The Minister, then charges the management of the NIB with withholding information from the Board with reference to the letter of March 25th 2011 and has initiated an investigation. This seems to be the modus operandi of this government. Petrotrin – blame the Board and management; National Petroleum – blame the Industrial Court; WASA – blame the management and the union; NIB – blame the management.

Let us move away from the technical to the political. It is mind boggling that the Minister can claim that the Board was unaware of this so-called directive. Of course, as was stated before, he implied that management concealed the letter from the board for some unstated reason.

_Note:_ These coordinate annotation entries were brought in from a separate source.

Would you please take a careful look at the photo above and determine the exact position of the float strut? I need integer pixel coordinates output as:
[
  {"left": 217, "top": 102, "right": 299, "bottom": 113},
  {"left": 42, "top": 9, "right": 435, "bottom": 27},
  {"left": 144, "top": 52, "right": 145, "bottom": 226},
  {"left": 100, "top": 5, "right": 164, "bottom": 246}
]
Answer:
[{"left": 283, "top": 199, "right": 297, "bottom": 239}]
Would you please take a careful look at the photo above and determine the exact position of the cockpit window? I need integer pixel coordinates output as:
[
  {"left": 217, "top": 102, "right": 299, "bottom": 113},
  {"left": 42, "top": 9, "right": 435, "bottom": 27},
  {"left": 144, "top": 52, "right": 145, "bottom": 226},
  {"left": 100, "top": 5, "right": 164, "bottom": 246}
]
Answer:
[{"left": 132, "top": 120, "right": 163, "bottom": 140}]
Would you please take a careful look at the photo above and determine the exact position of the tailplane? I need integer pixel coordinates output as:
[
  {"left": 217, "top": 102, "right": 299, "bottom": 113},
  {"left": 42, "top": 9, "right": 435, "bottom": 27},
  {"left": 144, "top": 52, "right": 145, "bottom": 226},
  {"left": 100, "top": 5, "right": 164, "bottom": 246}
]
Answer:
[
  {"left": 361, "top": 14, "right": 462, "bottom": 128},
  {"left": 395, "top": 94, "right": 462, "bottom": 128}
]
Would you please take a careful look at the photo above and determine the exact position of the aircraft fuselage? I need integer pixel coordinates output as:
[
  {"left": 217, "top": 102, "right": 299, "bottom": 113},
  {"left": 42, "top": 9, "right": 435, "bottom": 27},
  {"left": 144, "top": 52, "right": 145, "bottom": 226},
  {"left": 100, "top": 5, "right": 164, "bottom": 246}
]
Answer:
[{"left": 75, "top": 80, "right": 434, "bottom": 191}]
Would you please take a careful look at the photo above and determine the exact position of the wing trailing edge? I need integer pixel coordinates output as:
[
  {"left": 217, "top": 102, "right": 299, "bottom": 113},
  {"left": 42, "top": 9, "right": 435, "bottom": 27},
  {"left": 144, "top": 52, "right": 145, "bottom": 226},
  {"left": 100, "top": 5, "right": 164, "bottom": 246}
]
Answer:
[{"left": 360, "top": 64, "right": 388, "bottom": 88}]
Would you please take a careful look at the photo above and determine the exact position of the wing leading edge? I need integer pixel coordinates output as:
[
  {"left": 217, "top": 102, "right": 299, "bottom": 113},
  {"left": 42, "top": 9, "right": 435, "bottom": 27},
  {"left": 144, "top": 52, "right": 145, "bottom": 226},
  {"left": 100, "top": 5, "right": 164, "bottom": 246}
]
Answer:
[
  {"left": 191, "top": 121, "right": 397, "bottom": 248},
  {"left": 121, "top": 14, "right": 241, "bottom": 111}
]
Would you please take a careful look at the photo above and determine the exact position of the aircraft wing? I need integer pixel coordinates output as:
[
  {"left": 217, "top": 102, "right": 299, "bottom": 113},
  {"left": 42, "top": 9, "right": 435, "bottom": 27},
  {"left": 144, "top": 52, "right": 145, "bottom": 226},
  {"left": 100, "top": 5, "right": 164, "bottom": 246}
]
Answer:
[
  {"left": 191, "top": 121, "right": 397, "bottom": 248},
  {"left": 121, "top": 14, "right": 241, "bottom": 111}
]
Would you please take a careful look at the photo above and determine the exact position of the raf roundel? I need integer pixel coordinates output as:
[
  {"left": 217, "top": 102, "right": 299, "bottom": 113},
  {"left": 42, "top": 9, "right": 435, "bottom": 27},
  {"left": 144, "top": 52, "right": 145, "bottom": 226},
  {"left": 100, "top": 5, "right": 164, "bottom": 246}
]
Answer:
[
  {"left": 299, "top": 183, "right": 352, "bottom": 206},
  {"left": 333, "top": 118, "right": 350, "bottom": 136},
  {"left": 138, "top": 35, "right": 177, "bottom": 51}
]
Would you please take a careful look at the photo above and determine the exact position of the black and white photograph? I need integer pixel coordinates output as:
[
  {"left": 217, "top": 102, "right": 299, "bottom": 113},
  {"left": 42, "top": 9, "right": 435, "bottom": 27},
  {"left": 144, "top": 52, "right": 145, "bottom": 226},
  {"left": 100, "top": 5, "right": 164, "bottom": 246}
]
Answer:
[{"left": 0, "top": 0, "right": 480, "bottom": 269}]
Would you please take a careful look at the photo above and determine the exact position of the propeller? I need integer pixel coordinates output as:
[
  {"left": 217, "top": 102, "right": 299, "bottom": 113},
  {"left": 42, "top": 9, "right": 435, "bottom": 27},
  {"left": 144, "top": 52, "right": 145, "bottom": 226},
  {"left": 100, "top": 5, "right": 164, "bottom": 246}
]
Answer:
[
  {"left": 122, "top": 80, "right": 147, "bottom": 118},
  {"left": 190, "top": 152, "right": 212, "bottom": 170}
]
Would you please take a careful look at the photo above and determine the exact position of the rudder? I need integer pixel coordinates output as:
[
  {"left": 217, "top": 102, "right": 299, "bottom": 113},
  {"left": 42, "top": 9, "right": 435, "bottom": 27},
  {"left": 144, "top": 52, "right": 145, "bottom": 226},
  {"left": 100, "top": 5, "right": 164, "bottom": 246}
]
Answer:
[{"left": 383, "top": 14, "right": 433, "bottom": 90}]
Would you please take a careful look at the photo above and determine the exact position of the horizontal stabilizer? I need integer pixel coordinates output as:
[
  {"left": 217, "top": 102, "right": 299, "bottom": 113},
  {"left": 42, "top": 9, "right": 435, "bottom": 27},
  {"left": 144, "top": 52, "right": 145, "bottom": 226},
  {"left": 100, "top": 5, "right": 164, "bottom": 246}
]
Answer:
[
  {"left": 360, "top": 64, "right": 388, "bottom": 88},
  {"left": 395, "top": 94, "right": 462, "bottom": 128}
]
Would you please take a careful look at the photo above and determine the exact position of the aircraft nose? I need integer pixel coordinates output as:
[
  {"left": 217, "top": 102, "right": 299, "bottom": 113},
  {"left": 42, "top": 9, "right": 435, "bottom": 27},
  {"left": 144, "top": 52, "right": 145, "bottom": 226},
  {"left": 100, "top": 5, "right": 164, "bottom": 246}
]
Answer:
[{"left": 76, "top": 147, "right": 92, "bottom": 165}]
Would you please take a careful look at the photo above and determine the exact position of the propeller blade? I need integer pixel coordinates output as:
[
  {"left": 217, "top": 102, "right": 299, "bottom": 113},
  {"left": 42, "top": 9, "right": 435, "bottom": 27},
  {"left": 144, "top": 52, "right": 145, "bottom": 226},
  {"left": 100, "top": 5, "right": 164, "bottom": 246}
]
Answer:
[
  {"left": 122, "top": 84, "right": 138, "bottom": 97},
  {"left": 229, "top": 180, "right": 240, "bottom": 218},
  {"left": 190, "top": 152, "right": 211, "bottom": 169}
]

According to the National Insurance Act Section 3 (2) The Board shall consist of eleven members designated Directors, who shall be appointed by the Minister, as follows: (a) three members nominated by the Government (b) three members nominated by the associations most representative of Business; (c) three members nominated by the associations most representative of Labour; (d) a person, who in the opinion of the Minister, is independent of the Government, Business and Labour, who shall be the Chairman; (e) the Executive Director as ex officio member. The Chairman of the Board is Ms. Helen Drayton and the executive director is Ms. Niala Persad-Poliah.

Helen Drayton, Chairman of NIB

Niala Persad-Poliah, Executive Director of the NIB

Is the Minister accusing Ms. Perad-Poliah of withholding information from Ms. Drayton, a respected professional, and other members of the Board? Is the minister suggesting that the government members of the board are just along for the ride and have no clue what management is doing? Imbert is unbelievable! The practice over the years has been that all board minutes go to the Permanent Secretary and the Minister of Finance. At the end of each month the Chairman of the Board and the Executive Director report to the Minister of Finance.

If this practice, which seems to be an eminently, sensible one has not changed, how can the minister claim ignorance of the substance of the collective agreement, which his cabinet colleague, the Minister of Labour, forwarded to the court for registration without any objection whatsoever; which his representatives on the Board presided over the period during which it was being negotiated and which the Chairman and executive director, would surely, one would expect, have reported on to him during their monthly meetings. In closing, it must be stated, that the workers of the National Insurance Board are not public servants and are not subject to the public service commission and the Chief Personnel Officer, so all this ole talk from Imbert about the effect of the wage increase on government finances is just a distraction and an attempt to, once more, blame working people for the gross incompetence of the Rowley administration.

His investigation seems designed to scapegoat the board and management of the NIB, because he knows full well that no minister of government can compel any employer to break the law or in the words of the Late Judge Riley-Hayes “they cannot by their actions or inactions occasion breaches of the provisions of the Act or indeed any other statute.”